Son yıllarda milletlerin gelişmiş­lik farklarını en iyi izah edebilen teoriler kurumsal iktisat teorileri oldu. Kurumların en temel tanım­larından biri Douglass North’a ait. North’a göre kurumlar, “bir toplumda oyunun kurallarıdır; daha formel bir anlatımla, insanlar arasındaki etkileşi­mi biçimlendiren, insanların getirdiği kısıtlamalardır.” Bir yatırımcı açısından düşünürsek, yatırımcının yerine getirmekle mü­kellef olduğu şartlardır.
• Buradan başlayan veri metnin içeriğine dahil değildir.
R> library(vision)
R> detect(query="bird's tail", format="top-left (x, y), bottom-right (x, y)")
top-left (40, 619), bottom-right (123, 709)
Bu şartlar, yatırımcıyı önemli maliyetlere kat­lanmak zorunda bırakırken diğer yandan üretimine belli bir stan­dart getirerek ona rekabet etme avantajı sağlar. Firmalar kârlarını artırma güdüsüyle maliyetleri azalt­mak için daha kalitesiz, sağlıksız, dayanıksız ürünler üretmeye me­yilli olabilirler. Ancak uzun vadede ürünleri tercih edilmeyecek ve ya­tırımları boşa gidecek olduğu gibi satış yaptıkları süre boyunca da tüketiciler zarara uğratılacaktır. İşte kurumlar, tüm üretim süreçlerini olması gereken yere doğru sürük­lemek için vardır. Peki bu kurumlar Avrupa’da var da bizde yok mu? Düzenlenmesi çok zor olan yasa­lar, akla gelmeyecek mevzuatlar mı var? Tabii ki hayır. Hatta bunların neredeyse hepsi bizde de var. Fark ise uygulamada ortaya çıkıyor. Ge­lişmiş ülkelerin diğerlerinden farkı yönetimlerinin imtiyazlı sınıf oluşturmamasıdır. Çünkü kendi ülkesinde diğer üreticilerden daha geniş haklara sahip olan bir üretici, rekabet etmek için mali­yet düşürücü yeniliklere veya öne çıkabilmek için teknolojik atılım­lara gerek duymadan piyasaya hâkim olur. Kollanmayan üreticiler ise bunu fark ederek piyasada tutunamayacaklarını öngörürler ve piyasadan çekilirler. Piyasa artık kendini yenilemeyen ve doğal olarak dış dünyayla rekabet ede­meyen, sürdürülebilirliğini siyasi ilişkilerde arayan firmaların teke­linde olur. Daha da vahimi piyasa­dan çekilen üreticilerin müteşebbis ruhları kırılır. Yatırım fırsatlarını değil siyasi bağları takip ederler ya da tamamen yatırım yapmak­tan uzaklaşırlar. Bir yanda dış dünyayla rekabet edemeyen çeteleşmiş yatırımcıların ve diğer yanda hevesi kırılmış girişimcilerin olduğu bir ülke ise doğal olarak geri kalır.

Faiz tabii ki yatırımla doğrudan ilişkili bir para politikası aracıdır ve faizlerin düşmesi yatırımları tetik­ler. Türkiye’nin açık bir ekonomi olduğunu, döviz kuru şoklarının etkisini, ihracatta veya kendi tüke­timimizde ithal girdi bağımlılığını bir kenara koyalım. Döviz kuru­nun bir yerde stabil hale geldiğini, enflasyonun doğal düzeye indiğini varsayalım. Teorinin pratikte karşılık bulabilmesi için, yani yatırımların artması için en başta güven ortamının sağ­lanması gereklidir. Yatırım yapmak isteyen tüm vatan­daşlara eşit koşullar sağlan­ması milletin yüksek menfaat­leri gereğidir.